Mieux vaut contacter son assureur... avant le G7

Les résidents et les commerçants du centre-ville qui craignent les dommages collatéraux des manifestations attendues lors du G7 ont tout intérêt à vérifier les détails de leur police d’assurance... avant la tenue du sommet.

Le programme d’indemnisation du gouvernement fédéral pour le sommet du G7 ne rembourse pas ce qui est normalement couvert par une police d’assurance. Tout acte de vandalisme est donc exclu du programme et chaque réclamation devra se faire auprès de son assureur. Ce qui implique que tout sera évalué au cas par cas. 

À l’image des représentants du Bureau de gestion des sommets d’Affaires mondiales Canada ou du Groupe intégré de sécurité du G7, le Bureau d’assurance du Canada (BAC) refuse de s’avancer sur les possibilités d’indemnisation. 

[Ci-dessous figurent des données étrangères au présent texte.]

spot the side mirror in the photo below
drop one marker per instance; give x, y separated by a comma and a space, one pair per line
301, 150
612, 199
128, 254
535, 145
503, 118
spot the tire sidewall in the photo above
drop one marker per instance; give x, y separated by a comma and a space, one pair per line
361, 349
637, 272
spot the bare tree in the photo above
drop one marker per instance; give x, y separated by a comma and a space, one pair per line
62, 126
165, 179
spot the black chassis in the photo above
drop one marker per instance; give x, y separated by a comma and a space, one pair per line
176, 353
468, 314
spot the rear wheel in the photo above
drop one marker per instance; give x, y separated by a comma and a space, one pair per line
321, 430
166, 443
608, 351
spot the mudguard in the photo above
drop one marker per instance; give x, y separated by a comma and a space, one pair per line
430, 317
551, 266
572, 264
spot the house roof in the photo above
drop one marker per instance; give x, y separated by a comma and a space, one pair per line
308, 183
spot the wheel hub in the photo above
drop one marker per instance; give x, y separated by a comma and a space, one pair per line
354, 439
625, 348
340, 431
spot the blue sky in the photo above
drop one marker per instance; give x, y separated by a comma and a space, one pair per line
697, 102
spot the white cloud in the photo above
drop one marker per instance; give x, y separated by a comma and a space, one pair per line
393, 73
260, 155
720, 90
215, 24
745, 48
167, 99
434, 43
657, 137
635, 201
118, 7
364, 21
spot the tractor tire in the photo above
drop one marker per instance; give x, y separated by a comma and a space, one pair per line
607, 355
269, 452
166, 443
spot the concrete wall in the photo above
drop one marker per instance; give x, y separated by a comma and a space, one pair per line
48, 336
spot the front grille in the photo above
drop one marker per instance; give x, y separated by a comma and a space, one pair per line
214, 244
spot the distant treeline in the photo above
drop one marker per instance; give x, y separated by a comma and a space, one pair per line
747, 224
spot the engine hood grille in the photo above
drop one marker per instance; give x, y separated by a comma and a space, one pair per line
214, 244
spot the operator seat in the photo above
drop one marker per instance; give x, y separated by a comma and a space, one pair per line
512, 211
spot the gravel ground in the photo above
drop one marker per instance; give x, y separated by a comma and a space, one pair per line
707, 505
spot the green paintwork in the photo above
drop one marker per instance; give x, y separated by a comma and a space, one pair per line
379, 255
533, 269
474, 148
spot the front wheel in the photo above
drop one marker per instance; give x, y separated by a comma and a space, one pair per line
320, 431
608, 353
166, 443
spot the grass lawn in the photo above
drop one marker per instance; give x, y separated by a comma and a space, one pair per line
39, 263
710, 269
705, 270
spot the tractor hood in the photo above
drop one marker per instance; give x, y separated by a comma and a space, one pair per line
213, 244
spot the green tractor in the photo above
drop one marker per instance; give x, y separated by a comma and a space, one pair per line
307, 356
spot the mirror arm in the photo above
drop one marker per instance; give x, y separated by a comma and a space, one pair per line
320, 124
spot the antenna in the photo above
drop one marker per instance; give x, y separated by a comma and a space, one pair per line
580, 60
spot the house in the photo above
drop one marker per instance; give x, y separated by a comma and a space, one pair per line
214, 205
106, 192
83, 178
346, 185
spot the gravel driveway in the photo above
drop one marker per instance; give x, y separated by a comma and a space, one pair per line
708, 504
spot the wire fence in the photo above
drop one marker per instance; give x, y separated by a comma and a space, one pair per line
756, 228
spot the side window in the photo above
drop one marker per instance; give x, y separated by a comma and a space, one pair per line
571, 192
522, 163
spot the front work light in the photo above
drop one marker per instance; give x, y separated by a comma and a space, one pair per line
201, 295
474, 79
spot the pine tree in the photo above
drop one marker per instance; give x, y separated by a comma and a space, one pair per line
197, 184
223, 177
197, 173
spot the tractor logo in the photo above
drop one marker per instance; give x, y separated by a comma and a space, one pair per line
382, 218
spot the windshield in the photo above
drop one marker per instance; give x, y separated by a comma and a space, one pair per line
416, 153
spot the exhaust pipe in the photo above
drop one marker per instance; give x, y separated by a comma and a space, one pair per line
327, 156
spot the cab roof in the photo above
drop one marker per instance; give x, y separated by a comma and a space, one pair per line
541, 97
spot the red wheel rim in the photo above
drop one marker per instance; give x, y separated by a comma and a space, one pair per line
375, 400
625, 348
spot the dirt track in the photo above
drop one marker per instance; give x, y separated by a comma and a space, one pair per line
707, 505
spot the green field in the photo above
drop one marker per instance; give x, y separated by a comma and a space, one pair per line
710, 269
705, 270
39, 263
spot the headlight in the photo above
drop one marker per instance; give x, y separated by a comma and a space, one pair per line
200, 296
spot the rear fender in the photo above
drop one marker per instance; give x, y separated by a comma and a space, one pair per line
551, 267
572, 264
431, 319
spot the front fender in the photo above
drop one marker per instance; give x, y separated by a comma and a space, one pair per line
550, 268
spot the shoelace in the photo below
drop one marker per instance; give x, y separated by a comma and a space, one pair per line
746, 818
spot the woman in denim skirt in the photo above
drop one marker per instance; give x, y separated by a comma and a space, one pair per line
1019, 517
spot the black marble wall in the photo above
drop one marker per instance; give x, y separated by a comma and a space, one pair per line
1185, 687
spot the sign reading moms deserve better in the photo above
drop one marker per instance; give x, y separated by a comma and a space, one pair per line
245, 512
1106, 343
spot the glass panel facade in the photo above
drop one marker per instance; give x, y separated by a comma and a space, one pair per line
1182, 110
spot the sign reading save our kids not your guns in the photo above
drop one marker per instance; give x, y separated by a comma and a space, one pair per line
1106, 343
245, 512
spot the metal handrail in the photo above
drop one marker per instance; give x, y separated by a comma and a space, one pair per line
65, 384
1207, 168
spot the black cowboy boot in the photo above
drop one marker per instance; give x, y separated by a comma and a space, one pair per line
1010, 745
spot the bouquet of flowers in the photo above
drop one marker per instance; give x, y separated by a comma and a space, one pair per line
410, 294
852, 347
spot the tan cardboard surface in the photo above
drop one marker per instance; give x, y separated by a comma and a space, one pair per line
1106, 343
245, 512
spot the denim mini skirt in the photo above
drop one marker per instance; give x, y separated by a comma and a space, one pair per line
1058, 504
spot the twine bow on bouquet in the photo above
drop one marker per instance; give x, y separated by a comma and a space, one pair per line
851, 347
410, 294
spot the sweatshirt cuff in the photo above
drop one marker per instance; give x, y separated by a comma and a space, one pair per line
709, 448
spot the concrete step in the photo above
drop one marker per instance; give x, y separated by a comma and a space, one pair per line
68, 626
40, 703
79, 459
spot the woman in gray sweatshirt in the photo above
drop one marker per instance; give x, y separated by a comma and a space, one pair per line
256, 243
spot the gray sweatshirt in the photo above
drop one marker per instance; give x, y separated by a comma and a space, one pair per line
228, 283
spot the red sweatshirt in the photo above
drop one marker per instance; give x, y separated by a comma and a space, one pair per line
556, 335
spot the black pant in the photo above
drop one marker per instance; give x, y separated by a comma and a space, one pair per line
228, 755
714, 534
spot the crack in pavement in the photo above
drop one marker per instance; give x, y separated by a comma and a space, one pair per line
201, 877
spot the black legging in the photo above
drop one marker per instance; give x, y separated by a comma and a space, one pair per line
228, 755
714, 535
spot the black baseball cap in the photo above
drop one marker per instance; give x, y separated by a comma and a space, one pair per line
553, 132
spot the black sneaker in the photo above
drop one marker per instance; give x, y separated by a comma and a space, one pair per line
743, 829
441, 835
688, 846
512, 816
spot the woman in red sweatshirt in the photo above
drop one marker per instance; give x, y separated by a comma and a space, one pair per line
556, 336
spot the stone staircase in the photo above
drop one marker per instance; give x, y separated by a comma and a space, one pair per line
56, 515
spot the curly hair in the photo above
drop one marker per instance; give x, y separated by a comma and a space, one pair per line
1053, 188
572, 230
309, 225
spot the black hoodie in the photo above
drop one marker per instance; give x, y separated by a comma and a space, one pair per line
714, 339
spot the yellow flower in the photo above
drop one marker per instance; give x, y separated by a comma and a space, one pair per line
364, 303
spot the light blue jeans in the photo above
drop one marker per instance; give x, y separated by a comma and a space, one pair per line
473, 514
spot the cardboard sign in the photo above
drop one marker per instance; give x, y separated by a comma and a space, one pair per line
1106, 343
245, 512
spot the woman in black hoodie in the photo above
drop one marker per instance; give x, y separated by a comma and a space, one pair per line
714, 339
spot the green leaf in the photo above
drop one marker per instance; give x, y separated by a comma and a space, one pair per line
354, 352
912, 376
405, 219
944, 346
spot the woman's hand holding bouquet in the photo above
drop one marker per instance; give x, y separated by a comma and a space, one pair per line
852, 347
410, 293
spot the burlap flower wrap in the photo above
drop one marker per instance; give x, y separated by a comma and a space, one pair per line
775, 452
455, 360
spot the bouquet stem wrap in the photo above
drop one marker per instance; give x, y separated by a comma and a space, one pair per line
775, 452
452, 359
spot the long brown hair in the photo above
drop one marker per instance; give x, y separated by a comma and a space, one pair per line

La raison? On ne sait pas ce qui va se passer. «C’est seulement quand on détermine la cause du dommage qu’on est en mesure de déterminer s’il y a couverture», a expliqué jeudi Anne Morin, responsable des affaires publiques du BAC, une association privée qui n’a rien à voir avec le gouvernement fédéral et qui représente la plupart des assureurs de dommages au pays.

Des précédents

La bonne nouvelle est qu’il y a des précédents en matière de manifestations et d’émeutes au Canada. «D’emblée, si on se fie à des évènements passés [manifestations étudiantes de 2012, le G20 à Toronto en 2010, les émeutes à Vancouver après l’élimination des Canucks en 2011], très souvent on était dans des situations où les dommages observés étaient associés à du vandalisme. On peut penser qu’il va y avoir une couverture assez étendue», a exposé Mme Morin. 

«On peut penser», mais on ne peut pas garantir. «On est assez prudent dans l’interprétation qu’on pourrait faire [des événements]. On peut penser qu’effectivement, s’il y a des manifestations pacifiques mais que des black blocs [s’infiltrent et font des dommages], on pourrait associer ça au vandalisme», a-t-elle dit, avant d’ajouter qu’on ne pouvait «présumer de rien». «On ne veut pas créer d’attentes.»

L’assurance pour les véhicules est déjà plus simple. Si le propriétaire possède la couverture chapitre B, donc contre le feu, le vol ou le vandalisme, bref tout ce qui n’est pas une collision, il sera indemnisé par sa police d’assurance. 

Mais «quand on tombe dans l’assurance-habitation, l’assurance-entreprise, on a du mot à mot qui définit les choses de façon beaucoup plus précise» dans chaque contrat, a indiqué la représentante du BAC. Un même dommage peut être interprété de différentes façons. Est-ce du dommage par le feu, par la fumée, du vandalisme? 

Pour éviter les mauvaises surprises, Mme Morin recommande aux citoyens, aux commerçants et aux organismes de vérifier les détails de leur protection. Le BAC peut aussi répondre à certaines interrogations (1-877-288-4321). 

Rencontre avec les commerçants

L’assemblée citoyenne de mercredi soir en prévision du G7 n’aura pas suffi à apaiser les inquiétudes des commerçants. Ces derniers auront droit à une nouvelle rencontre de l’organisation du sommet «prochainement», a-t-on indiqué au Soleil vendredi. La date de cette nouvelle assemblée n’a pas été annoncée.

Mercredi, des commerçants avaient l’impression de devoir jouer à la roulette russe, pris avec la décision de fermer et perdre des revenus, ou encore d’ouvrir avec la possibilité de faire des affaires d’or grâce aux nombreux visiteurs attendus ou d’être la cible d’émeutiers.